Hadoop gets a lot of attention, but the big data framework's entry into the IT mainstream has been slow -- only...
10% of respondents to a 2015 Gartner survey were using it in production applications. One of the gating factors is the complexity of programming in its companion environment, MapReduce. But emerging SQL-on-Hadoop query engines offer a potential gateway to broader Hadoop use.
Here are three key points to keep in mind about SQL-on-Hadoop platforms:
SQL programmers could be the cavalry coming to Hadoop's rescue. Thus far, Hadoop has largely been the province of programmers with advanced skills writing MapReduce programs in Java. There aren't enough of those programmers to go around, and it costs a lot to hire and keep them. Integrating SQL, the standard programming language for relational databases, with Hadoop opens it up for use by the armies of developers and data analysts that are steeped in SQL know-how and already encamped inside most organizations.
Batch jobs are no longer the only game in town. MapReduce only supports batch workloads that run on a predefined schedule. Some SQL-on-Hadoop platforms are also geared to batch processing, but others support interactive and ad hoc queries using mainstream business intelligence (BI) tools. That lets users do self-service BI and real-time analytics against data in Hadoop clusters.

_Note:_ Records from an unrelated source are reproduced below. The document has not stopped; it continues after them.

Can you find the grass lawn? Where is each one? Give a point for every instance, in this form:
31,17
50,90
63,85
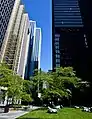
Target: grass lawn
65,113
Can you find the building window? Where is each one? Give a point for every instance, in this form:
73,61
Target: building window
57,61
57,56
57,65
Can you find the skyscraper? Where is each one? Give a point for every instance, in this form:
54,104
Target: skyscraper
6,7
8,47
68,37
34,53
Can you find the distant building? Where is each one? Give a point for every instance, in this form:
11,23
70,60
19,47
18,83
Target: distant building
6,7
21,47
69,44
23,53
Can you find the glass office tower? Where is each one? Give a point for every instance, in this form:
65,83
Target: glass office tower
34,52
6,7
68,38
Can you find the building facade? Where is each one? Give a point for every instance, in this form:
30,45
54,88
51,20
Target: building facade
6,7
21,47
33,61
68,36
10,39
24,46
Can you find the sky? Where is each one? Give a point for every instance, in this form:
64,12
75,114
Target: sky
40,11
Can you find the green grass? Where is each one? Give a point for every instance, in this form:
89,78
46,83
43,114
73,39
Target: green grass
65,113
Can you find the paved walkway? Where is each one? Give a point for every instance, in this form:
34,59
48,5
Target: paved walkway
15,114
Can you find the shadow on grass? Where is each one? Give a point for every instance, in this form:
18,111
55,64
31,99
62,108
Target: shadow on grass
34,118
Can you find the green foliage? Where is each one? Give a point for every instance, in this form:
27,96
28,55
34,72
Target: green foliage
59,84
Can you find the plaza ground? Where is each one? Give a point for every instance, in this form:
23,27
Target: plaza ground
65,113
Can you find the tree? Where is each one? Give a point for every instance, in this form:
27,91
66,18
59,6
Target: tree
59,83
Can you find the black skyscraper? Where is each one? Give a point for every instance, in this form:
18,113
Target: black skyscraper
68,36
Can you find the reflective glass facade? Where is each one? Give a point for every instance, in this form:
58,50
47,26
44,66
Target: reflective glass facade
68,38
33,60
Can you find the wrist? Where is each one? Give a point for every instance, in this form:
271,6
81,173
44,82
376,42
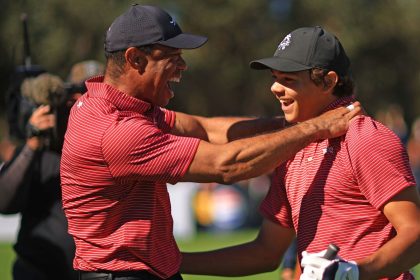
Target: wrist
32,131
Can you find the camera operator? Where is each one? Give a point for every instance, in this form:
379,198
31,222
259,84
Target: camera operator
30,182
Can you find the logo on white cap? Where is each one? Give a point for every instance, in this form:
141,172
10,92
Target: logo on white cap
285,42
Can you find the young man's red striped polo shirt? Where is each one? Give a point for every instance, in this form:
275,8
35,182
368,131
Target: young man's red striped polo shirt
332,191
117,158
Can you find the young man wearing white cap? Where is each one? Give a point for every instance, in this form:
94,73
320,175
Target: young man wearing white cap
122,147
356,191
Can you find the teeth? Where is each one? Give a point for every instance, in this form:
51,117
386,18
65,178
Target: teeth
286,102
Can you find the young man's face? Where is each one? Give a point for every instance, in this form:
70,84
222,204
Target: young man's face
300,98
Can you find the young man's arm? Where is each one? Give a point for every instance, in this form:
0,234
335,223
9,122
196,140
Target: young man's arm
402,252
260,255
253,156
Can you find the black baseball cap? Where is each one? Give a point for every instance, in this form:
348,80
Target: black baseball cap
143,25
306,48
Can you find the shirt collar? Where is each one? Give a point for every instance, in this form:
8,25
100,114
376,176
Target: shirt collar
342,101
96,88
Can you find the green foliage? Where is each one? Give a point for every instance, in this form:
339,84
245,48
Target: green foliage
381,38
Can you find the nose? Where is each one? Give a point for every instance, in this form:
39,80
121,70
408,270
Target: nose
277,89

There are a lot of options -- and a lot to think about. More than a dozen SQL-on-Hadoop tools -- some open source, others commercial products -- are available, and their ranks continue to grow. Most are still immature; some support subsets of SQL capabilities. And because they specialize in a spectrum of different applications, prospective users need to understand their optimal uses before choosing one.